I love the permanence and historical importance of photography. Capturing what it's like at a certain place on a certain day, so that future generations have some idea of what came before.
Sure, I love great light, and making beautiful compositions, not to mention split second timing. But those are just the mechanics of photography. They're only important in that they contribute to creating that record, at that time.
I remember looking through my in-laws wedding album on their 50th anniversary. They got married in Bolton Town Hall, and their album contained a dozen or so black and white prints. There were well composed group shots and portraits on the stone stairs. I could see what people looked like and what they were wearing. The style was classic, and could have been taken at any time in the last 70 years or so.
But it was the last photo in the album that had the most meaning to me. It was as the newly weds walked out of the Town Hall and onto the street. There were 1960's cars in the road, passers-by were all wearing hats and walking dogs. There were no road markings or signs. And right in the middle were my wife's parents, surrounded by smiling family and friends. I had some sense of what it felt like to be there on their wedding day.
What is the hardest part of being a photographer?
There's so many aspects of running a photography business that don't involve photography. From bookkeeping, to branding, keeping your website fresh, album design and client communication. Each one is a separate discipline and needs constant attention.
Most self employed photographers often work alone for most of their working time. It's important to build a network with other photographers and wedding related businesses to keep in touch with trends and to have some banter with. The internet is awash with groups, but by finding, or creating a good one, you'll have plenty of backup and ideas about how to deal with all these aspects of being a photographer.
How would you describe your style and how did you find it?
I photograph weddings in a documentary way. Sometimes called photojournalism or reportage, it's more than candid photography of people not looking at the camera.
My photography on the wedding day is unposed and not set up, apart from the family groups and a few portraits. During the wedding day, I'm trying to add context to the photography. To do that I need to be interested in the couple and know a little about them and their family. My background as a newspaper photojournalist helps here. I've covered many different stories across the globe, and sometimes only had a short period of time to understand and illustrate a story with photography.
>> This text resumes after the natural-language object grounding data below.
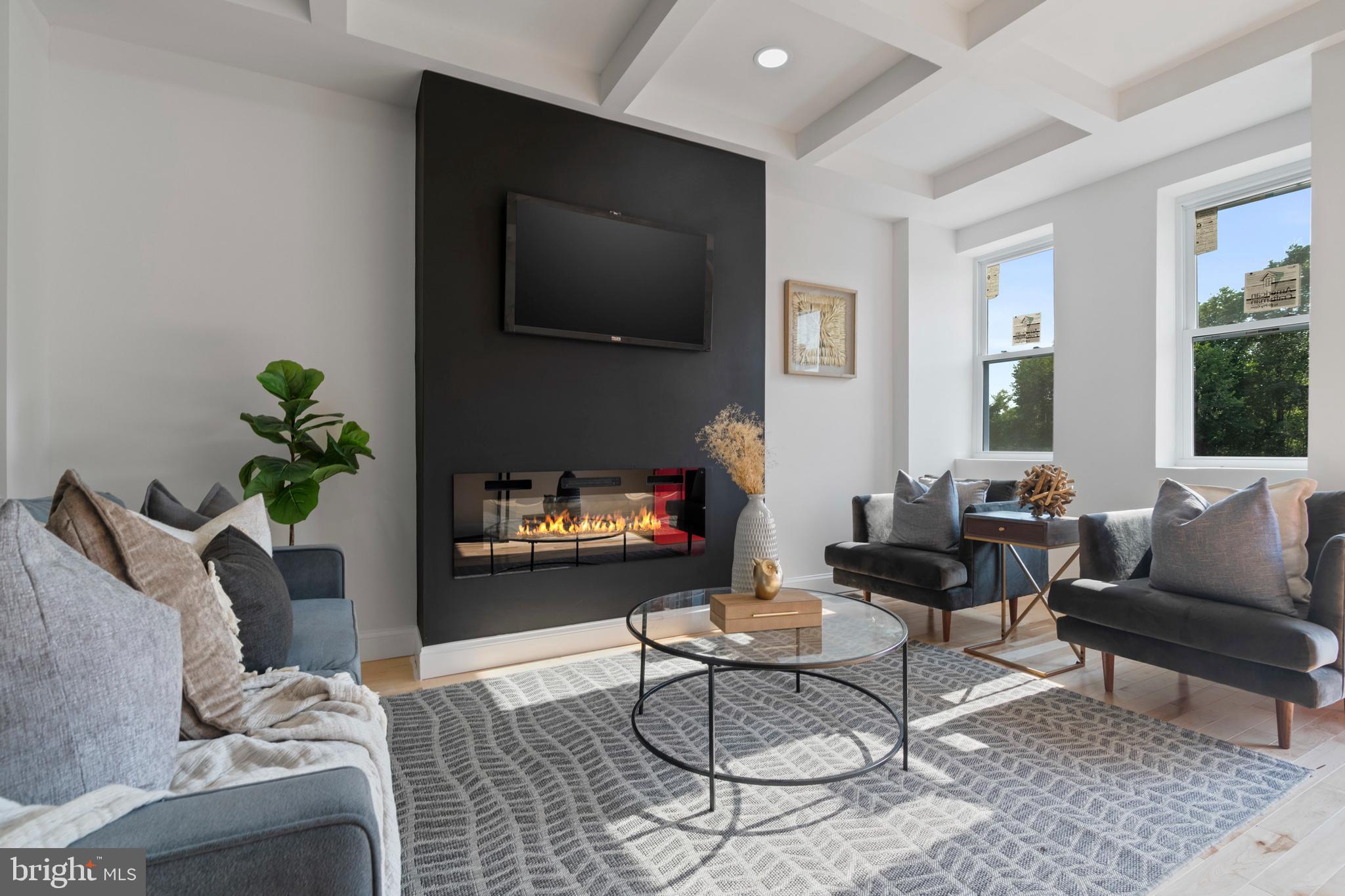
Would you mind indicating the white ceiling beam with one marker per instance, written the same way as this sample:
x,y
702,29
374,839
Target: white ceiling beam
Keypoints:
x,y
1053,88
328,14
965,46
1003,20
934,32
659,30
1017,152
698,121
1304,32
891,93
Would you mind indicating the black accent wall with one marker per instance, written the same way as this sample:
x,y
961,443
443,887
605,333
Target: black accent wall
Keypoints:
x,y
490,400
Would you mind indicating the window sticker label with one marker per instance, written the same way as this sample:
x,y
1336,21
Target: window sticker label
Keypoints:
x,y
1207,232
1270,289
1026,330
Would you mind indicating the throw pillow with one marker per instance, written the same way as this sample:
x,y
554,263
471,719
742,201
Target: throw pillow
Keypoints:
x,y
91,673
217,500
926,517
1290,503
259,595
969,490
248,517
162,505
1225,551
167,570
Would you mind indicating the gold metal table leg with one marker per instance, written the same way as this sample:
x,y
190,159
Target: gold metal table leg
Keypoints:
x,y
1040,597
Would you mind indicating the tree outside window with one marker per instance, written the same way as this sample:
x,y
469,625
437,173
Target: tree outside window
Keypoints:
x,y
1250,370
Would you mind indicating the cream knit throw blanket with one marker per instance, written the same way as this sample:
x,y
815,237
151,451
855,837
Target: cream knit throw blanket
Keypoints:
x,y
296,723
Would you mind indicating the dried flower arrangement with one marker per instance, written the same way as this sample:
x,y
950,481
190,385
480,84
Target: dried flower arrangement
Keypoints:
x,y
736,441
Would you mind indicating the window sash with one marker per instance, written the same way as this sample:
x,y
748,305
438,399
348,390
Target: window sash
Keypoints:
x,y
984,363
1265,186
982,341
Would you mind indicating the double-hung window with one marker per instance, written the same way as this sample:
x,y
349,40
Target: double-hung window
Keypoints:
x,y
1245,322
1016,333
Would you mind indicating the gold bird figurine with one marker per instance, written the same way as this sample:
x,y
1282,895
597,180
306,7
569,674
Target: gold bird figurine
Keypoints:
x,y
766,578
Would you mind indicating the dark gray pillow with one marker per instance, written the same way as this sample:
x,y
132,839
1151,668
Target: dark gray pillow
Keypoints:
x,y
1227,551
926,517
91,673
162,507
260,597
217,500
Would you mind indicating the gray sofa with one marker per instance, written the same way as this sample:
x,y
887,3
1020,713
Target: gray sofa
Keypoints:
x,y
1292,658
307,834
313,833
946,582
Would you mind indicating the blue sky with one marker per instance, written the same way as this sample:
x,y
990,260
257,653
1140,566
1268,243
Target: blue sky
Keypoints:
x,y
1251,236
1248,237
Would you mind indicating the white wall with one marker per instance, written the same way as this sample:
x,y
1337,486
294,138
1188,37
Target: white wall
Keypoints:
x,y
1114,327
23,312
1327,368
205,221
829,438
938,349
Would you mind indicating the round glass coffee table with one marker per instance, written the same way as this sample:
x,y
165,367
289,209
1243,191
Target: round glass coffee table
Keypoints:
x,y
852,631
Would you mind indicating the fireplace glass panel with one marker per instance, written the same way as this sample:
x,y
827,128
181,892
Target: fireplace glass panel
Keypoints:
x,y
527,522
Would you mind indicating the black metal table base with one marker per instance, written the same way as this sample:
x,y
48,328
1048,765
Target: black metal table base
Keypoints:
x,y
715,774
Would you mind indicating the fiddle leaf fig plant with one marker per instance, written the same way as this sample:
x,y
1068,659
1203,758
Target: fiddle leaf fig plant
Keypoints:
x,y
291,485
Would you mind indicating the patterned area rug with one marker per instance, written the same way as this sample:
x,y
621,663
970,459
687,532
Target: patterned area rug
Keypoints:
x,y
535,784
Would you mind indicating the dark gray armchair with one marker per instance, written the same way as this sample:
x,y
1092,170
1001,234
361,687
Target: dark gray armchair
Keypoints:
x,y
1292,658
946,582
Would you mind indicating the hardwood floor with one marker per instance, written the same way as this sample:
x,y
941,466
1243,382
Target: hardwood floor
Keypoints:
x,y
1292,851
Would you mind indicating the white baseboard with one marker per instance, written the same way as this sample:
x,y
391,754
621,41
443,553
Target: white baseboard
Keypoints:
x,y
542,644
384,644
506,649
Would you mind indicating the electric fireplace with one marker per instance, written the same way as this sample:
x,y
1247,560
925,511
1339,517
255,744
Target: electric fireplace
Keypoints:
x,y
529,522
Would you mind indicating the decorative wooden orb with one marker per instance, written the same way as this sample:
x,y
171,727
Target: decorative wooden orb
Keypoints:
x,y
1047,489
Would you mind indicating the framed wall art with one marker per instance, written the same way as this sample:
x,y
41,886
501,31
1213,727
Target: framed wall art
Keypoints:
x,y
818,330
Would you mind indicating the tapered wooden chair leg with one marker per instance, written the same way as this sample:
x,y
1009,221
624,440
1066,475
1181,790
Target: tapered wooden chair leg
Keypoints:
x,y
1283,721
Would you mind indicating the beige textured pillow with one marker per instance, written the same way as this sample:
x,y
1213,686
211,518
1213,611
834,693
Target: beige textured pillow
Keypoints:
x,y
1289,499
167,570
248,517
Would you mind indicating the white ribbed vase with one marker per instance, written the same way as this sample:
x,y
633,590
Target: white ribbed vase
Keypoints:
x,y
755,539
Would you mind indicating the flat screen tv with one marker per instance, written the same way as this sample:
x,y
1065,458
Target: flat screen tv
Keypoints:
x,y
585,273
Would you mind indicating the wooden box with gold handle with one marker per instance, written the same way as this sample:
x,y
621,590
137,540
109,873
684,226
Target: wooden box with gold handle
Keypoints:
x,y
791,609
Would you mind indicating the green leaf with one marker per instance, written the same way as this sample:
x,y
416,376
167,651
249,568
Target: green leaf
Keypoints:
x,y
268,427
290,381
294,503
298,406
261,484
326,471
307,448
313,379
273,383
245,473
354,440
283,471
309,418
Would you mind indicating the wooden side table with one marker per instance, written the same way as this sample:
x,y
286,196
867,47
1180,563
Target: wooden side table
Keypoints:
x,y
1013,530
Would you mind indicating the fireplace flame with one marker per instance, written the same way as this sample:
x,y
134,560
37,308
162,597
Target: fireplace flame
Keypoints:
x,y
611,523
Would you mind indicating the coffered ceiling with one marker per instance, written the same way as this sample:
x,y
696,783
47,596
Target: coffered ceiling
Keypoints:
x,y
950,110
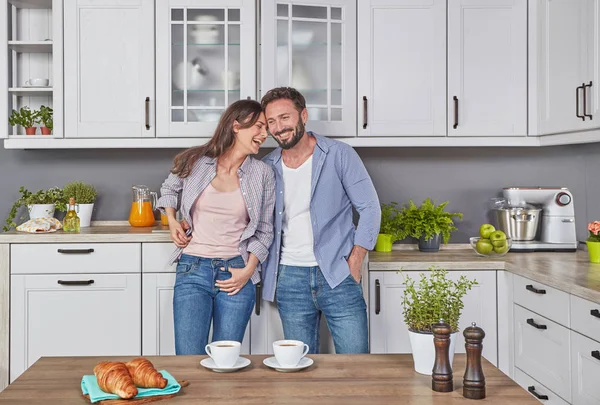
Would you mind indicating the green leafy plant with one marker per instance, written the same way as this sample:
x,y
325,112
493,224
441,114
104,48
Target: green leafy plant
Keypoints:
x,y
53,195
45,115
436,297
82,192
24,117
427,220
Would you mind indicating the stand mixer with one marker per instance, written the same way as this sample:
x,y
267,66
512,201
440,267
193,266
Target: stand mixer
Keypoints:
x,y
538,219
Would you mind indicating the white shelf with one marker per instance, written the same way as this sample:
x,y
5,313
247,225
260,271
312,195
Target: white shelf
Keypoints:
x,y
30,46
31,3
31,91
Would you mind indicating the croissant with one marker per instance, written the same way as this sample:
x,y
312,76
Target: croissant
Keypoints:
x,y
145,375
114,377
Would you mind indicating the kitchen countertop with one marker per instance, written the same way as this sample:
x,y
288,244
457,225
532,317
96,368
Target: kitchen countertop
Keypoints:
x,y
332,379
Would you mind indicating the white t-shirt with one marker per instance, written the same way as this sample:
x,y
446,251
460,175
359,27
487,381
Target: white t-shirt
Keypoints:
x,y
297,237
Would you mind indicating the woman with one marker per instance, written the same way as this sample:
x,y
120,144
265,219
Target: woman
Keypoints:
x,y
227,199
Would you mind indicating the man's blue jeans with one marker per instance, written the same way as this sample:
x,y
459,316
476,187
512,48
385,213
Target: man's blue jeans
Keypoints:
x,y
303,294
197,302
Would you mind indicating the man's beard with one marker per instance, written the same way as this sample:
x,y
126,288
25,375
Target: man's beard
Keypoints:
x,y
298,133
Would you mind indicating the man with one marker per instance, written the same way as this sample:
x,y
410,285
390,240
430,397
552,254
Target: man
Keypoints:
x,y
314,263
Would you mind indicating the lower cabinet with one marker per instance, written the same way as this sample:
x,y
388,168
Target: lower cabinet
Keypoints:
x,y
389,333
73,315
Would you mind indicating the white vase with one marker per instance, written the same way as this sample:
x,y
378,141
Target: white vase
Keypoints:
x,y
423,351
41,210
85,214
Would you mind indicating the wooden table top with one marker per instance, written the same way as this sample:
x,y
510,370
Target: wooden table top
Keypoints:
x,y
332,379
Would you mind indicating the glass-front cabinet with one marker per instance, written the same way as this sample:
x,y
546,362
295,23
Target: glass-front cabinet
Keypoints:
x,y
311,46
205,60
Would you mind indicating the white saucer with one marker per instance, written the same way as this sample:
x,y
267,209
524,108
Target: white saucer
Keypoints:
x,y
272,362
239,364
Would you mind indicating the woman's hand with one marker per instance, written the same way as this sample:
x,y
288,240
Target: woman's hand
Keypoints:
x,y
239,278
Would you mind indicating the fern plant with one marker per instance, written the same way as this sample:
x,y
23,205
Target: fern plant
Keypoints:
x,y
427,220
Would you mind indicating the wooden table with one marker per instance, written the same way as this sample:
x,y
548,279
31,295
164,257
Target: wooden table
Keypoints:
x,y
332,379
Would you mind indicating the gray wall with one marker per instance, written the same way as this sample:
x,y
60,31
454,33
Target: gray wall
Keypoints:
x,y
467,177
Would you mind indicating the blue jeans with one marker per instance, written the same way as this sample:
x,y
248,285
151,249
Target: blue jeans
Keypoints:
x,y
197,302
303,294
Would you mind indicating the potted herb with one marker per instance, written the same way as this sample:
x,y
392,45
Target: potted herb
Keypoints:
x,y
85,196
389,228
428,223
25,118
45,115
41,204
436,298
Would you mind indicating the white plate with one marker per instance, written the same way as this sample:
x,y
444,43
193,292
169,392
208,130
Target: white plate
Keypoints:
x,y
272,362
239,364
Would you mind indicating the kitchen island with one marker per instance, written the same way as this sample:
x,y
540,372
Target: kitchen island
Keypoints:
x,y
332,379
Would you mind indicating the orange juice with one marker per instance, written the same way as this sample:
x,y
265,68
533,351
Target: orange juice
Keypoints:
x,y
141,214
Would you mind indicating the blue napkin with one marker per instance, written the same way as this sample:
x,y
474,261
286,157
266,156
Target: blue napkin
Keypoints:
x,y
89,385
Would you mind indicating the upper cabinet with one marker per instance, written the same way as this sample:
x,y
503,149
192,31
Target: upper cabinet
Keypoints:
x,y
402,68
311,46
487,68
109,68
205,60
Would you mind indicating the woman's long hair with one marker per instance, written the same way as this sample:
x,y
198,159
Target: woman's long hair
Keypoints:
x,y
245,112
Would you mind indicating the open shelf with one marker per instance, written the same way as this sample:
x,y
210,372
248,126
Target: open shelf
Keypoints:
x,y
30,46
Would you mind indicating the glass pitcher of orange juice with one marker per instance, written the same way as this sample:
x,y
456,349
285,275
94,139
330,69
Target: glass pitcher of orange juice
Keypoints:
x,y
143,206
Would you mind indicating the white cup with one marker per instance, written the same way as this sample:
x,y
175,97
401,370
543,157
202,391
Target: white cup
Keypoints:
x,y
289,352
224,352
37,82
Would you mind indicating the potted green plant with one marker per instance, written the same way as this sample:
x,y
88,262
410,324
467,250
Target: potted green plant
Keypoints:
x,y
45,115
388,230
25,118
40,204
437,297
428,223
85,196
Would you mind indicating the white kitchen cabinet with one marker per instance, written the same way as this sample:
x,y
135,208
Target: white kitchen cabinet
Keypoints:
x,y
402,68
564,47
487,68
73,315
109,68
311,45
205,61
388,331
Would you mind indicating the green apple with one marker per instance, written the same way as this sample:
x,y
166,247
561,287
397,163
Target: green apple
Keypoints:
x,y
484,246
498,238
486,230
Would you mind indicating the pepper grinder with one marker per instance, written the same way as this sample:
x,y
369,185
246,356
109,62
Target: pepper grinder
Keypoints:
x,y
442,370
473,380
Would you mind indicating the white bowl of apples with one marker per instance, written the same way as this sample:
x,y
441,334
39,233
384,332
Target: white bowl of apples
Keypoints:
x,y
491,242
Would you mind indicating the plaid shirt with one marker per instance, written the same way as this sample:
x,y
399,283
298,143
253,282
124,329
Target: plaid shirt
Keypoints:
x,y
257,183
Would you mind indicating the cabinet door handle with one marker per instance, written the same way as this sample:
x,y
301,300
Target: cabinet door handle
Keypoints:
x,y
147,107
257,301
75,251
455,112
377,297
577,101
536,325
535,290
585,100
535,394
365,115
75,282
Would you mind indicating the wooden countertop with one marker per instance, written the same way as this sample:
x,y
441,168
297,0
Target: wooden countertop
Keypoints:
x,y
332,379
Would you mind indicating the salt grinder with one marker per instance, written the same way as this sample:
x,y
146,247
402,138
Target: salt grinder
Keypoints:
x,y
473,380
442,370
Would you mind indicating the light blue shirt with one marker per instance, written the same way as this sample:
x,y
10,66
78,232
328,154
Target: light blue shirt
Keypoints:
x,y
339,182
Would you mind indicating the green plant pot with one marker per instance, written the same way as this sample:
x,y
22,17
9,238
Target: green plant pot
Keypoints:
x,y
594,251
384,243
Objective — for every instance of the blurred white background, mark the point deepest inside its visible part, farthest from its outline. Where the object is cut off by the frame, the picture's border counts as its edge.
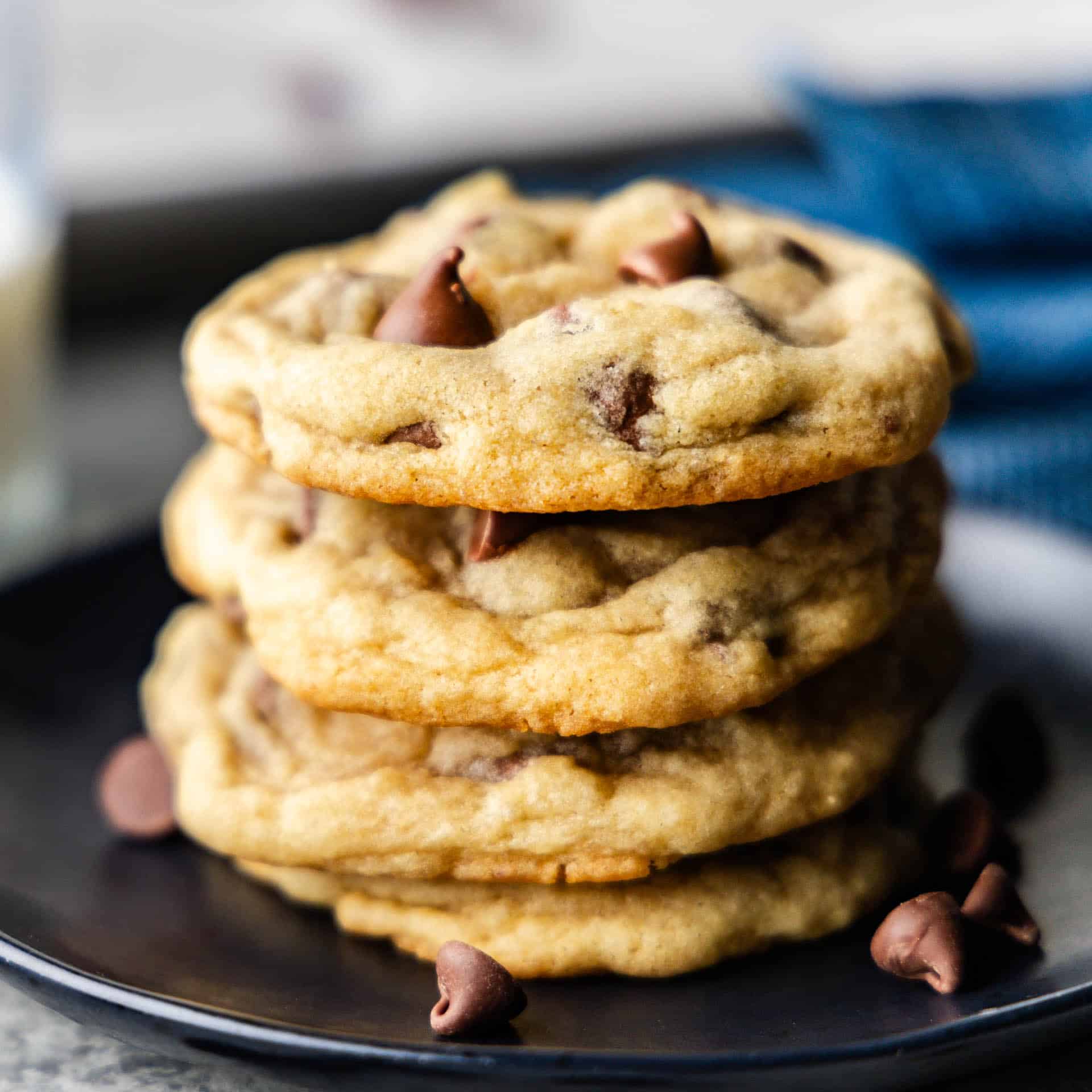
(172, 97)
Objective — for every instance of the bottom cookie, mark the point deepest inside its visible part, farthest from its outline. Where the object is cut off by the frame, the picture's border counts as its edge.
(693, 915)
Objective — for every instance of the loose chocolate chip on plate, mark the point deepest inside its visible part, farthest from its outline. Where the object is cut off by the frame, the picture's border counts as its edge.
(495, 533)
(135, 791)
(686, 253)
(1006, 752)
(436, 309)
(422, 433)
(922, 940)
(995, 903)
(475, 991)
(965, 833)
(621, 399)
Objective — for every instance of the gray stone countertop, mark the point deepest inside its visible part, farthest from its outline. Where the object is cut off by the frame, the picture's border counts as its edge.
(127, 432)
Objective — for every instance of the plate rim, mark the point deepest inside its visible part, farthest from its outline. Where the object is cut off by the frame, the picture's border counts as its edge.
(20, 961)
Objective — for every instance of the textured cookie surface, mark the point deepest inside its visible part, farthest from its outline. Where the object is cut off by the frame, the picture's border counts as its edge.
(680, 920)
(613, 621)
(261, 776)
(804, 356)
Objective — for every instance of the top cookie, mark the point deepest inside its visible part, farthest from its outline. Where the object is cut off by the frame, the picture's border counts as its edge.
(649, 350)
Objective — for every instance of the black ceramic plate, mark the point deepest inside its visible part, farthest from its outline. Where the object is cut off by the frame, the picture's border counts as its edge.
(166, 947)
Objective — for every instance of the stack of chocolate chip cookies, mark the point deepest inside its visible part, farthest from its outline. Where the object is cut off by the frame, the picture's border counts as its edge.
(568, 570)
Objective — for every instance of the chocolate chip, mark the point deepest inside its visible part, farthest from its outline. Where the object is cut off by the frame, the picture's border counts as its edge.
(496, 769)
(231, 607)
(135, 791)
(495, 533)
(1007, 757)
(475, 991)
(966, 833)
(436, 309)
(264, 694)
(621, 399)
(995, 903)
(794, 251)
(422, 433)
(687, 253)
(307, 512)
(923, 941)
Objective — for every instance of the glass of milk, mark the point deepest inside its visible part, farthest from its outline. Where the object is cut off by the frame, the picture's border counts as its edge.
(31, 494)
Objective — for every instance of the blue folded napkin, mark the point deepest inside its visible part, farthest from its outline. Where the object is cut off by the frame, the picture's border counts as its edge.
(995, 197)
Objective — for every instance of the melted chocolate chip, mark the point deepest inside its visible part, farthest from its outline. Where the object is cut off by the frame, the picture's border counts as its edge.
(264, 693)
(496, 769)
(422, 433)
(496, 533)
(436, 309)
(307, 514)
(621, 399)
(231, 607)
(923, 941)
(475, 991)
(1007, 757)
(794, 251)
(995, 903)
(135, 791)
(686, 253)
(966, 833)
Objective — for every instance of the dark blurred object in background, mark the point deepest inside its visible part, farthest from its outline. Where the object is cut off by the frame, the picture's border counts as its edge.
(197, 140)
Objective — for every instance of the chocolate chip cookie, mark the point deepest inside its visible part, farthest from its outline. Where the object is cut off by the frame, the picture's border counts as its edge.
(566, 625)
(689, 916)
(260, 775)
(649, 350)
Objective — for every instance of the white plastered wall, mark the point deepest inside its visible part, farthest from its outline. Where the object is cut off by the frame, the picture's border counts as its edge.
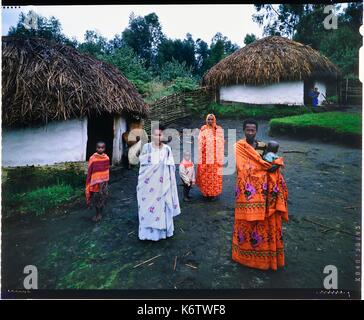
(58, 141)
(290, 93)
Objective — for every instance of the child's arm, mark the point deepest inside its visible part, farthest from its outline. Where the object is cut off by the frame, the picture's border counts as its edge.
(183, 174)
(193, 175)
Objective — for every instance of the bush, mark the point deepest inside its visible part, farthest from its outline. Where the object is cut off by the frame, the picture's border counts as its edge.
(183, 85)
(173, 70)
(339, 122)
(39, 189)
(40, 200)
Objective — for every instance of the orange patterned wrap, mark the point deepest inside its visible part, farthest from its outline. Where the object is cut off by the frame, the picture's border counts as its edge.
(210, 159)
(261, 205)
(98, 172)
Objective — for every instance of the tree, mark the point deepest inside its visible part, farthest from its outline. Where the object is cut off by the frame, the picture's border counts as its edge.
(220, 48)
(34, 25)
(250, 38)
(130, 65)
(182, 51)
(95, 44)
(143, 35)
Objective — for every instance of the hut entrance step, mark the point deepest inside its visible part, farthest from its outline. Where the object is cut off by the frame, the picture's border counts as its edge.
(100, 127)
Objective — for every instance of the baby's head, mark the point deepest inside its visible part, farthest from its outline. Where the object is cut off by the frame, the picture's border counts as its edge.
(273, 146)
(187, 155)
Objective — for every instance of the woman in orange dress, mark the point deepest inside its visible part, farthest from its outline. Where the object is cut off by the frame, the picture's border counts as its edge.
(261, 206)
(210, 158)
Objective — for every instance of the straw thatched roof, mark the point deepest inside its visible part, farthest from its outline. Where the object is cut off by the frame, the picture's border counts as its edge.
(44, 81)
(270, 60)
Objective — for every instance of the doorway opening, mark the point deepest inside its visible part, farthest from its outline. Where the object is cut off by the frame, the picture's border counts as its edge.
(307, 86)
(100, 127)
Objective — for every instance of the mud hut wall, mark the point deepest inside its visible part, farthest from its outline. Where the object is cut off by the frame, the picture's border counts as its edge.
(120, 126)
(176, 106)
(290, 93)
(58, 141)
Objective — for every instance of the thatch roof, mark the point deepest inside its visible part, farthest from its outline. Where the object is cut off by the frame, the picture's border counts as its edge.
(270, 60)
(44, 81)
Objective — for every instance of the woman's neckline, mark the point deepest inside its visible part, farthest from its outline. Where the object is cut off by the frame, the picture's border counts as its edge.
(157, 147)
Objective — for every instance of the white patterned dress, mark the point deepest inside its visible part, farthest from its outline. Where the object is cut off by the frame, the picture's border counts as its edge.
(157, 193)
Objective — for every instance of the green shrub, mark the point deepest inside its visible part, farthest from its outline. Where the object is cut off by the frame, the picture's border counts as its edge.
(173, 70)
(40, 200)
(183, 85)
(36, 190)
(340, 122)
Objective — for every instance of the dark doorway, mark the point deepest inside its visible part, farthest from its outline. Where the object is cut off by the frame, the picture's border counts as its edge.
(100, 127)
(307, 86)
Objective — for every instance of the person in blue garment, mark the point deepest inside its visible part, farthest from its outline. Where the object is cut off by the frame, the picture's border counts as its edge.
(314, 94)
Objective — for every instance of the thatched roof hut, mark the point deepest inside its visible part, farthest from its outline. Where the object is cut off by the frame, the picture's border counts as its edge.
(270, 60)
(44, 81)
(57, 103)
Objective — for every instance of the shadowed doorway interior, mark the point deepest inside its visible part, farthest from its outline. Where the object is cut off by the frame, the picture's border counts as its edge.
(100, 127)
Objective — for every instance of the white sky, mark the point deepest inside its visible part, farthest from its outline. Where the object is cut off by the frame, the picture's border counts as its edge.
(202, 21)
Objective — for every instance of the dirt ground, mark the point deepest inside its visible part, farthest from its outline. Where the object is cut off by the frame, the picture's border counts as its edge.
(71, 252)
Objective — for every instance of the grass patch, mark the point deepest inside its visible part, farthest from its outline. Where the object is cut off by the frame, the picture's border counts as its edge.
(40, 200)
(342, 126)
(243, 111)
(39, 190)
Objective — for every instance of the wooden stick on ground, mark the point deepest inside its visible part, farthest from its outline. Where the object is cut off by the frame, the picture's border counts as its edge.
(329, 227)
(175, 264)
(188, 253)
(294, 151)
(146, 261)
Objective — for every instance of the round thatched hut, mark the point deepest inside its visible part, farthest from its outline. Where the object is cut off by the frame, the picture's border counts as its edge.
(273, 70)
(57, 103)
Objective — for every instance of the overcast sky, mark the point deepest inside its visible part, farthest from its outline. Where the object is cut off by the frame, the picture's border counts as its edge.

What would you recommend to someone just starting their career?
I'd recommend continued practice. One of Henri Cartier-Bresson's many quotes is
"Your first 10,000 photographs are your worst.”
Said at a time when most photographers would shoot a handful of rolls of film a week, this meant months and months of practice. He wasn't speaking about the technical aspects - knowing exposures and the operation of your equipment is taken for granted. He was talking about seeing how light works, observing human interactions and timing the prefect shot. Once you're doing this every single day, you start to see the world in a different way. When you're working, you start seeing possibilities and pictures in situations that would have previously gone unnoticed.
Carry a camera with you as often as you can, and take pictures all the time. Study the photographers you love, find new ones, and look at work outside your chosen field.
What has been the best piece of advice you have ever received in regards to photography or business and from whom?
I can't remember where I first heard this, it's mentioned a lot on the internet.
"Only show what you want to shoot."
As a wedding photographer, it's easy to get sucked into shooting for other people. Either what you think the clients want, or for competitions. Or even what you think the clients think they want!
What they want is what you show in your portfolio and all your branding. If you don't like shooting posed and well lit outdoor portraits, don't show them. They may have the best traction in social networks. But by shooting and showing them, you will only attract clients who want and expect that.
To keep your creativity and love for photography, you need to be making pictures that you enjoy. Build a strong brand around what you love doing, and find the clients who appreciate and want that. It may not generate as many bookings initially, but it's the most sustainable way to run your business without burning out or getting disillusioned with what you're doing.